What is a telecommunication network?
To understand anything properly, one should start from the definition of the same; that is exactly what we are going to do.
A telecommunication network could be defined as a collection of terminal and intermediate nodes and connections that are linked to allow communication across these terminals.
These transmission lines link the nodes together. The nodes employ several forms of switching, such as circuit switching, message switching, and packet switching, to route the signal through the appropriate connections and nodes and to the appropriate target terminal.
If you are still not quite clear on the idea of telecommunication networks and services, you could take an online 5G course or courses on the deployment of telecommunication services to gain a better perspective on the matter.
What is the function of a telecommunication network?
There are a variety of functions for which telecommunication networks and services can be used. To aid your better understanding of the subject, we have jotted down some of the most basic functions of such networks.
The primary and fundamental purpose of telecommunication services is to relay data from one location to another or over a long distance and to provide an interface between the sender and the recipient via some mechanism of transmission.
The data is transmitted continuously and in the shortest path possible in the least amount of time.
Different networks employ different hardware and software to transfer data via channels that vary depending on the medium. Thus telecommunication is in charge of converting and regulating the pace of propagation directly to the platform.
What are the different types of telecommunication networks?
There are different types of telecommunication network services that are deployed according to certain work criteria. We have listed below the major types of telecommunication networks that we usually use in our daily lives.
LAN: Local area network (LAN) is a network that is meant for small locations such as an office, a collection of buildings, or maybe a factory. LANs are frequently utilised because they are simple to construct and troubleshoot. The PCs and workstations are linked through the LAN. LAN is basic and used to link two computers to share data and network, but it can also be as sophisticated as networking a whole building. Its centralized data and cheap and easy communication system are some of its most useful and fundamental features.

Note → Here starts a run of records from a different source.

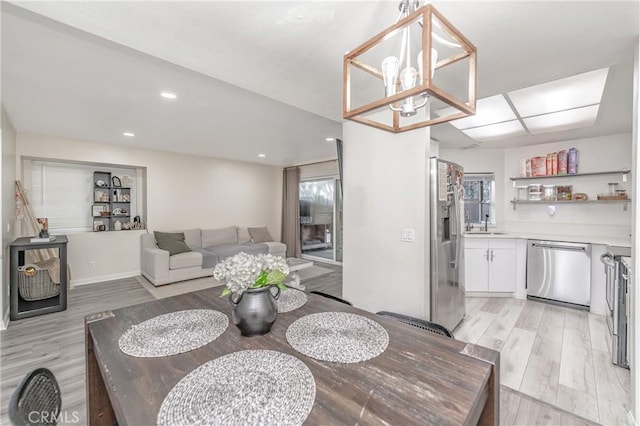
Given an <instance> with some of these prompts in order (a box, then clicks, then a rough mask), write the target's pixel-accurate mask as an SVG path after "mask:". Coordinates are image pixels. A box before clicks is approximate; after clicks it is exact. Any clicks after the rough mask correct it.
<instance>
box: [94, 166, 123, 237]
mask: <svg viewBox="0 0 640 426" xmlns="http://www.w3.org/2000/svg"><path fill="white" fill-rule="evenodd" d="M130 206H131V188H130V187H126V186H122V182H121V181H120V178H119V177H118V176H112V174H111V173H110V172H93V207H92V212H91V213H92V216H93V230H94V231H95V232H100V231H119V230H122V229H124V228H123V227H122V224H123V222H130V221H131V219H130V218H131V207H130Z"/></svg>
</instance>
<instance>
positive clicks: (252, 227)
mask: <svg viewBox="0 0 640 426" xmlns="http://www.w3.org/2000/svg"><path fill="white" fill-rule="evenodd" d="M248 229H249V235H251V242H254V243H266V242H267V241H273V237H272V236H271V234H269V230H268V229H267V227H266V226H259V227H255V228H254V227H249V228H248Z"/></svg>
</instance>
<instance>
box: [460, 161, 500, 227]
mask: <svg viewBox="0 0 640 426" xmlns="http://www.w3.org/2000/svg"><path fill="white" fill-rule="evenodd" d="M462 185H463V187H464V218H465V222H466V223H468V224H473V225H484V223H485V215H489V220H488V221H487V223H488V224H489V225H495V224H496V207H495V188H496V185H495V176H494V174H493V173H465V175H464V178H463V181H462Z"/></svg>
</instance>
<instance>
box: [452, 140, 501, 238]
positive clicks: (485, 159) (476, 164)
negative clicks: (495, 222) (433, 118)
mask: <svg viewBox="0 0 640 426" xmlns="http://www.w3.org/2000/svg"><path fill="white" fill-rule="evenodd" d="M504 155H505V150H504V149H445V146H444V145H443V144H440V157H439V158H441V159H443V160H447V161H453V162H454V163H458V164H460V165H461V166H462V167H464V172H465V173H485V172H493V173H495V180H496V193H495V197H496V224H497V227H500V225H501V224H502V223H504V208H502V206H504V205H505V202H508V201H509V199H510V198H509V196H508V195H506V194H505V175H504Z"/></svg>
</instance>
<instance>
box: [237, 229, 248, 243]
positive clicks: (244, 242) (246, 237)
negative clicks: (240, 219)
mask: <svg viewBox="0 0 640 426" xmlns="http://www.w3.org/2000/svg"><path fill="white" fill-rule="evenodd" d="M250 241H251V235H249V229H247V227H246V226H238V243H239V244H244V243H248V242H250Z"/></svg>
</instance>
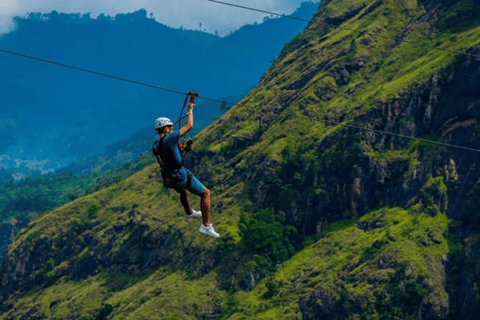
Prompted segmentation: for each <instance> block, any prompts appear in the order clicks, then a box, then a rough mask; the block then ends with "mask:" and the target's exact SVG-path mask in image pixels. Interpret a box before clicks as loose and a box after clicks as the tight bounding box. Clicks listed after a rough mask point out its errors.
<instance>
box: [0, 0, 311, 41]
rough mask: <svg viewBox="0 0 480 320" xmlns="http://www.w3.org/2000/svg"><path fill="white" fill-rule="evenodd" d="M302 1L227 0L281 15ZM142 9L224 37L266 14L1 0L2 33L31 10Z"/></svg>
mask: <svg viewBox="0 0 480 320" xmlns="http://www.w3.org/2000/svg"><path fill="white" fill-rule="evenodd" d="M303 1H308V0H260V1H258V0H224V2H229V3H235V4H238V5H242V6H247V7H253V8H257V9H261V10H267V11H272V12H277V13H282V14H290V13H293V12H294V11H295V9H296V8H297V7H299V6H300V4H301V3H302V2H303ZM314 2H318V1H317V0H314ZM142 8H143V9H145V10H147V12H148V15H149V16H150V13H151V12H152V13H153V15H154V17H155V20H156V21H157V22H160V23H163V24H165V25H168V26H171V27H174V28H178V27H180V26H183V27H184V28H187V29H195V30H198V29H200V23H201V24H202V27H201V30H204V29H206V31H207V32H210V33H215V31H217V32H218V34H219V35H220V36H225V35H227V34H229V33H230V32H232V31H234V30H236V29H238V28H240V27H241V26H242V25H245V24H251V23H254V22H261V21H263V18H264V17H265V16H266V15H265V14H263V13H259V12H254V11H250V10H244V9H240V8H233V7H230V6H226V5H222V4H218V3H213V2H209V1H208V0H121V1H118V0H83V1H82V0H81V1H78V0H0V33H5V32H8V31H9V30H11V28H13V27H14V25H13V20H12V18H13V17H14V16H25V15H26V14H27V13H29V12H41V13H49V12H51V11H52V10H56V11H58V12H63V13H82V14H83V13H88V12H90V13H91V17H92V18H96V17H97V16H98V15H99V14H100V13H104V14H106V15H110V16H114V15H115V14H117V13H130V12H134V11H137V10H139V9H142Z"/></svg>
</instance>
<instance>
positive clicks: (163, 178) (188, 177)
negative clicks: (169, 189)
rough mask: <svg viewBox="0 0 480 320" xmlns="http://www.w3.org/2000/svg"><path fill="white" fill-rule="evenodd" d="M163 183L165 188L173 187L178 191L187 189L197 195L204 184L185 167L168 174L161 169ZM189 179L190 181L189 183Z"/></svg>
mask: <svg viewBox="0 0 480 320" xmlns="http://www.w3.org/2000/svg"><path fill="white" fill-rule="evenodd" d="M162 177H163V185H164V186H165V187H166V188H172V189H175V191H177V192H178V193H180V192H182V191H183V190H185V189H186V190H188V191H190V192H191V193H193V194H196V195H197V196H202V194H203V191H205V186H204V185H203V184H202V183H201V182H200V181H199V180H198V179H197V178H196V177H195V176H194V175H193V173H191V172H190V170H188V169H187V168H185V167H182V168H180V169H179V170H178V171H177V172H175V173H172V174H170V175H167V174H164V172H163V171H162ZM189 180H190V183H189Z"/></svg>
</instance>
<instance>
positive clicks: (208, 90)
mask: <svg viewBox="0 0 480 320" xmlns="http://www.w3.org/2000/svg"><path fill="white" fill-rule="evenodd" d="M315 9H316V5H315V4H313V3H311V2H306V3H305V4H303V5H302V6H301V7H300V8H299V9H298V11H297V12H296V13H294V15H296V16H299V17H303V18H306V19H309V18H310V17H311V16H312V15H313V13H314V11H315ZM15 21H16V27H15V28H14V29H13V30H12V31H11V32H10V33H7V34H3V35H1V36H0V47H1V48H2V49H5V50H11V51H15V52H20V53H23V54H28V55H33V56H36V57H40V58H43V59H47V60H53V61H56V62H60V63H64V64H69V65H73V66H77V67H81V68H85V69H90V70H94V71H98V72H102V73H107V74H112V75H115V76H119V77H124V78H129V79H132V80H136V81H140V82H146V83H150V84H153V85H157V86H161V87H166V88H171V89H174V90H178V91H183V90H184V91H185V92H186V91H187V90H196V91H198V92H200V93H201V95H202V96H205V97H213V98H220V97H227V96H232V95H233V96H234V95H244V94H245V92H246V91H247V90H250V89H251V88H252V87H253V86H255V85H256V84H257V83H258V80H259V78H260V76H261V75H262V74H263V72H265V70H266V69H267V68H268V67H269V65H270V64H271V61H272V60H273V59H274V58H275V57H276V56H277V55H278V54H279V52H280V50H281V48H282V47H283V45H284V43H285V42H287V41H289V40H290V39H291V38H292V37H293V36H294V35H295V34H297V33H298V32H300V31H302V30H304V28H305V26H306V24H305V23H297V21H294V20H291V19H286V18H278V19H267V20H266V21H265V22H264V23H262V24H258V25H251V26H245V27H243V28H241V29H239V30H237V31H236V32H234V33H232V34H230V35H228V36H226V37H223V38H221V37H219V36H216V35H212V34H207V33H205V32H202V31H191V30H184V29H183V28H181V29H174V28H169V27H167V26H165V25H162V24H160V23H157V22H156V21H154V19H151V18H149V17H148V16H147V12H146V11H145V10H140V11H137V12H135V13H132V14H126V15H123V14H119V15H117V16H116V17H115V19H112V18H110V19H109V18H108V17H99V18H97V19H92V18H91V17H90V16H89V15H77V14H70V15H68V14H62V13H57V12H52V13H50V14H40V13H31V14H30V15H29V16H27V17H17V18H16V19H15ZM233 47H235V48H237V47H240V48H242V50H240V51H239V50H231V48H233ZM231 61H235V63H231ZM0 69H1V70H2V77H1V78H0V87H1V88H2V89H3V90H2V108H1V109H0V136H1V137H2V139H1V141H0V152H1V154H2V157H1V158H0V161H1V162H0V167H4V166H6V165H8V168H7V171H8V172H10V173H13V172H23V173H24V174H25V175H29V174H31V173H32V172H31V171H32V170H31V169H30V170H28V169H29V168H28V166H27V165H25V164H24V163H21V168H15V164H16V160H17V159H19V158H21V159H23V160H29V161H32V162H34V163H35V164H41V165H42V166H43V168H41V169H43V170H46V169H48V168H54V169H57V168H58V166H59V164H60V166H65V165H67V164H68V163H69V162H71V161H72V159H77V158H85V157H87V156H90V155H94V154H101V153H102V152H103V151H104V149H105V147H107V146H109V145H112V144H114V143H115V142H117V141H118V140H120V139H127V138H128V137H130V136H131V135H133V134H134V133H135V132H138V131H139V130H141V129H142V128H144V127H147V126H148V125H149V124H150V123H151V119H152V118H155V117H157V115H158V113H159V112H161V113H163V114H165V116H168V117H171V118H175V117H176V116H177V114H178V111H177V110H178V107H176V106H179V105H181V104H182V102H183V97H181V96H179V95H176V94H172V93H169V92H165V91H160V90H153V89H151V88H146V87H142V86H138V85H133V84H131V83H125V82H121V81H116V80H112V79H108V78H103V77H99V76H96V75H90V74H86V73H83V72H78V71H73V70H70V69H66V68H60V67H53V66H51V65H49V64H44V63H39V62H38V61H32V60H29V59H22V58H19V57H16V56H11V55H7V54H4V53H2V58H1V59H0ZM210 111H211V115H213V117H215V116H218V115H220V114H221V113H222V112H221V111H220V110H219V108H218V107H217V108H215V109H212V110H210ZM208 118H209V117H206V119H205V120H207V119H208ZM44 123H48V124H49V125H48V126H43V125H42V124H44ZM208 123H209V122H208ZM33 137H34V138H35V141H33V142H32V138H33ZM139 154H140V153H137V155H139ZM43 160H48V162H47V163H42V161H43ZM58 163H59V164H58ZM1 175H2V174H1V173H0V178H1Z"/></svg>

WAN: Wide area network (WAN) can be either private or public leased. It is used for networks that cover enormous distances, such as states in a country. This category also includes networks that cover a significant city or metropolitan region. Many global corporations rely on WANs to transmit and receive data. They cover larger areas than LAN and are also faster. Everyone can share the same resources and software by connecting workstations via this network.
MAN: MAN is a much larger version of LAN. It is also known as a Metropolitan Area Network. It employs comparable technologies as LAN. It is intended to cover the entire city. It frequently entails joining numerous LANs into a larger network or using a single cable.
It is primarily owned and run by private or public firms. It is much faster and more efficient than LAN and WAN.
Internet: Internetworks are the connections between two or more networks. It joins two or more independent networks by the use of different devices such as routers, bridges, and gateways. Consider the Internet.
Intranets and Extranets: Intranets are telecommunication networks that are supposed to be open but are protected by an internal network whose browsing software allows its users fast point-and-click access to multimedia material on internal internet sites. Extranets are telecommunication networks that connect a company’s intranet resources with those of other businesses and individuals.
Wireless Networks: Wireless networks are far superior to any other type of telecommunications network. It is not a new concept; before, Morse code was utilised to build wireless communications. Now digital wireless network technologies are significantly more advanced and are surely going to keep getting better with time.
Telecom simulation tools play an essential role in bettering the services that we just discussed. It is important that we have an idea about these as we are at all times surrounded by them.